Frida es una niña curiosa, amante de la ciencia ficción, que se va a ver envuelta en estas páginas en una aventura a través del tiempo. Una aventura que comienza en el museo de Historia de la ciudad, y en la que conocerá a los miembros del equipo del que formará parte. Unos miembros que sirven tanto para componer el clásico reparto de roles de las pandillas infantiles como para mostrar aspectos de la Historia y que bien pueden servir como acicate de curiosidad para la chavalada que se acerque a estas páginas.

Pedro Mañas ( “Anna Kadabra”, “Princesas Dragón” o “Los cazapesadillas”), escritor especializado en una divertida literatura infantil fresca y actual, saltó al noveno arte con este personaje: Frida, una niña apasionada por la ciencia ficción, muy inteligente aunque algo ingenua. Socialmente inadaptada, en su cole suele ser objeto de las bromas de sus compañeros. Algunas veces torpe, pero resolutiva en momentos clave, este personaje sirve de motor para una saga fantástica que posee todos los ingredientes clásicos de una buena aventura fantástica para todos los públicos. Mediante diálogos directos, donde Mañas caracteriza con oficio a los personajes de la saga, y un ritmo excelente, va capturando la atención de los jóvenes lectores que se adentran en estas viñetas.
El hechizo se completa con el arte vertido por Laia Ferraté, que con sus amables y resolutivos diseños de personajes consigue un indudable atractivo gráfico para el joven target al que se dirige la obra. A través de composiciones de página directas, que maximizan las posibilidades de la trama, y un funcional color, realizado junto a Raquel Travé, hacen del resultado final un tebeo ideal para las nuevas generaciones lectoras: ágil y gráficamente atractivo, narrado con eficaz magia.
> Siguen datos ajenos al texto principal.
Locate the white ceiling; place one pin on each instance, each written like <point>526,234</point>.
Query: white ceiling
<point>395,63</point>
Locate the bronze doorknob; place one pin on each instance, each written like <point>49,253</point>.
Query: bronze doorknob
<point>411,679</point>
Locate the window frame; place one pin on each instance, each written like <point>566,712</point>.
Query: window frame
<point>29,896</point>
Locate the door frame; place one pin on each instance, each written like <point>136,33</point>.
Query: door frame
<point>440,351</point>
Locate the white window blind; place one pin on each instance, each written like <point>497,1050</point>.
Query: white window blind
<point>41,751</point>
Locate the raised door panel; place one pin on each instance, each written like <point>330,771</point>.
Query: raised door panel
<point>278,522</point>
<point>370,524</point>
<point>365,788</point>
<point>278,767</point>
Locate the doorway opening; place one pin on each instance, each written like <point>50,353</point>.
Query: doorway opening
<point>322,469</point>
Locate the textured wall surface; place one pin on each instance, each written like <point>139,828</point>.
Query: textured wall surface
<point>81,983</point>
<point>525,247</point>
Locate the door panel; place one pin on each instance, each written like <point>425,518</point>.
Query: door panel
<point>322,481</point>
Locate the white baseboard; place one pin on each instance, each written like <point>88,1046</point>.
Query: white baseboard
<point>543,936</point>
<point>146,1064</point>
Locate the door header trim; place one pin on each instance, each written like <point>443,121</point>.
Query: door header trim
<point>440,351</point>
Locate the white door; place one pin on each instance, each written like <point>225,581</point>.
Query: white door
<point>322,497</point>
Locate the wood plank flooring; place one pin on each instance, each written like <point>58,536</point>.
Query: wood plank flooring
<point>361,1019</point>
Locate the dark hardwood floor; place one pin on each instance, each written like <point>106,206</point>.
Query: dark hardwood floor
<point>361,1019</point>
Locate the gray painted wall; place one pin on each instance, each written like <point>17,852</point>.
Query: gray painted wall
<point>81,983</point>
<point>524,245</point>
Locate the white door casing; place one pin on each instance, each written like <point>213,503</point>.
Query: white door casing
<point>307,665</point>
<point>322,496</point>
Así se presentó Frida McMoon en su primera aventura: Una obra que sirve para presentar personaje e incluirlo dentro de la clásica colección de Bruguera de “Magos del Humor”, demostrando que bajo ese título no solo hay un pasado histórico del tebeo infantil, sino que el presente también se presenta interesante. Editado en formato álbum europeo, las 48 páginas de “Frida McMoon y los aprendices del tiempo” combinan una fresca y funcional narrativa gráfica con gusto clásico por la aventura y la ciencia ficción. La que puede servir tanto para disfrutarse por si misma como para ser primer paso en el descubrimiento de aspectos científicos o históricos. Además de para cogerle el gusto a la lectura. Algo que con Frida Mcmoon puede ocurrir de forma absolutamente natural. Es lo que tienen los buenos tebeos infantiles: que además de divertir, abren puertas.